Leçon n°2 : l’effort utile vaut mieux que l’effet visible

Un support réussi n’est pas forcément le plus spectaculaire. C’est celui qui répond à un besoin réel. Un flyer distribué aux bons riverains, une réunion bien annoncée, un panneau clair au bon endroit peuvent avoir plus de valeur qu’une campagne brillante mais mal ciblée.

Leçon n°3 : le plaisir vient aussi des autres

Le métier repose sur un réseau de relations. Clients, publics, collègues, graphistes, prestataires, collectivités, partenaires relais : chaque projet avance grâce à ces liens. La qualité du travail dépend beaucoup de la confiance construite avant les urgences.

Choisir l’ajustement : une posture clé pour avancer vers la communication publique

Pour confronter le mythe à la réalité, commencez petit. Demandez un échange à une personne qui travaille en agence de communication publique. Posez des questions très concrètes : à quoi ressemble une semaine ? Quels livrables reviennent souvent ? Quelles réunions sont les plus difficiles ? Quels publics faut-il gérer ? Qu’est-ce qui donne de l’énergie malgré les contraintes ?

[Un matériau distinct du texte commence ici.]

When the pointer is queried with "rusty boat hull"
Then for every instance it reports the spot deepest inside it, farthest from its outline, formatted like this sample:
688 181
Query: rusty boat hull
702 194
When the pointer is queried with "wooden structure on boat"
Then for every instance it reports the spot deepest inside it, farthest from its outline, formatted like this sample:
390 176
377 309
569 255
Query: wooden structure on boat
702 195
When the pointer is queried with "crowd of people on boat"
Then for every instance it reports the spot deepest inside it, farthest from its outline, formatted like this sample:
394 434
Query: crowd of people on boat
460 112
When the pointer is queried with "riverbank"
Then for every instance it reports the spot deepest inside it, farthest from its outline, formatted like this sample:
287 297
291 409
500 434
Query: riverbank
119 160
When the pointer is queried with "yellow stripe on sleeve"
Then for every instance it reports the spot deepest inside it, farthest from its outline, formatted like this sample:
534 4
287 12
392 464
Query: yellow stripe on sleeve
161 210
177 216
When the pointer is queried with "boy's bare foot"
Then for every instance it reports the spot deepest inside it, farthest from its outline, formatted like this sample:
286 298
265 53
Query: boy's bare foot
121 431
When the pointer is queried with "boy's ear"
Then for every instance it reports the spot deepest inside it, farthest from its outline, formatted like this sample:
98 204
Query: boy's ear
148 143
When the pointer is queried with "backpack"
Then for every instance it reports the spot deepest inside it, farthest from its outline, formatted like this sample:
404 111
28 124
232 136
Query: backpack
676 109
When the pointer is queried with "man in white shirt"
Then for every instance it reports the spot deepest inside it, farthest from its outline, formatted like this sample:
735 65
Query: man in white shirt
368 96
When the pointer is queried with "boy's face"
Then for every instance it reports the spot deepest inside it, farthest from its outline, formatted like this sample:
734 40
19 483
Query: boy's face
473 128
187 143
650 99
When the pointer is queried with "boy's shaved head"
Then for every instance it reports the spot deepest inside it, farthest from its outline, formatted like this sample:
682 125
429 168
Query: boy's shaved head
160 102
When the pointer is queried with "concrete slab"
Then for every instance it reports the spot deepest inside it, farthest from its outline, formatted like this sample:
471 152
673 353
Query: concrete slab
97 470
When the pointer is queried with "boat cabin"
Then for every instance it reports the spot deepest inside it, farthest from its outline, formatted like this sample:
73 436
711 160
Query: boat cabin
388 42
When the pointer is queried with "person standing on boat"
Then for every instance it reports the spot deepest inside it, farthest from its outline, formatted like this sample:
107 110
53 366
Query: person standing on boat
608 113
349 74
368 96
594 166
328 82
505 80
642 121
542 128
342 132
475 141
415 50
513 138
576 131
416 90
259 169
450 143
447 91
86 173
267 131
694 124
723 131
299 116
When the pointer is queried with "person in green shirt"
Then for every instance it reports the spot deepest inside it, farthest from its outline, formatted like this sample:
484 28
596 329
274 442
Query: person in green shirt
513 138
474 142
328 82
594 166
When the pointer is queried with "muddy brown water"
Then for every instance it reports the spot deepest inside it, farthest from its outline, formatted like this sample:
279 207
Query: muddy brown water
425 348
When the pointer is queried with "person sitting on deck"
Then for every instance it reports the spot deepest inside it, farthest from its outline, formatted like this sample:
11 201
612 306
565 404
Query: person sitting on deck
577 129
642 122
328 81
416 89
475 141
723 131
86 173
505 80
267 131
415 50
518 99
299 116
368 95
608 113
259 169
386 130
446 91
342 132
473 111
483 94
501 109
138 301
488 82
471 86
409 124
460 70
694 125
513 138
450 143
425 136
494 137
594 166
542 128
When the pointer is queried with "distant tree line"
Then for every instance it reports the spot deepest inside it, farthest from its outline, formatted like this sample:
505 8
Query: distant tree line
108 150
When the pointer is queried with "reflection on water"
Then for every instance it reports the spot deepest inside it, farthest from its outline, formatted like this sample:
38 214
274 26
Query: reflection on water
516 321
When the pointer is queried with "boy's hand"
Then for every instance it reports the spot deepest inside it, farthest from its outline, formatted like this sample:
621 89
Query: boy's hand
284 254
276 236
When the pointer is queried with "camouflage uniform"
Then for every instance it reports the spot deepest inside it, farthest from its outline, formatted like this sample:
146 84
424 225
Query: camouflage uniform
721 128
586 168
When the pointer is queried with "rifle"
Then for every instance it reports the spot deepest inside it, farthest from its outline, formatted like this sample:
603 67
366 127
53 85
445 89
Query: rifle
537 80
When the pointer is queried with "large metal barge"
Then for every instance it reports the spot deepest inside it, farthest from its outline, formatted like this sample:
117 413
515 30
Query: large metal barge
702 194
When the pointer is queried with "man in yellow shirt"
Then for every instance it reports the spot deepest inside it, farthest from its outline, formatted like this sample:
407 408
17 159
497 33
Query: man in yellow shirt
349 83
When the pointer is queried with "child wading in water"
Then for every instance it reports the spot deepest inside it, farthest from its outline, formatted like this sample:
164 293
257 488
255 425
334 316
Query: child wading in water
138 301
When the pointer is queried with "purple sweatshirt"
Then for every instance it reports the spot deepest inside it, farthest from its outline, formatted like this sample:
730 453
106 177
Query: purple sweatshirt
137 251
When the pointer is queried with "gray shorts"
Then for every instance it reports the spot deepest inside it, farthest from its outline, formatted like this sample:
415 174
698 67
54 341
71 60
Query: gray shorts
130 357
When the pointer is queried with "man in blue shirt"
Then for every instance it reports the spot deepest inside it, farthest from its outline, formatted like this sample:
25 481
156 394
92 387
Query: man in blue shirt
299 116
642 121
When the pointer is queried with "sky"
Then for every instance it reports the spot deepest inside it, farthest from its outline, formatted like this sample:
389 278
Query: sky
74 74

Vous pouvez aussi observer un projet public près de chez vous : une concertation, une réunion d’information, une communication de chantier, une page dédiée à un projet de transport ou d’aménagement. Regardez les supports. Demandez-vous à qui ils parlent, ce qu’ils cherchent à rendre clair, ce qu’ils oublient peut-être.

Ce n’est pas une question de rêve, mais d’ajustement. La réalité n’est pas un problème quand elle est choisie. Et si cette réalité vous donne envie d’ouvrir des portes, de traduire des projets complexes et de rendre l’intérêt général plus lisible, le métier mérite peut-être d’être testé de plus près.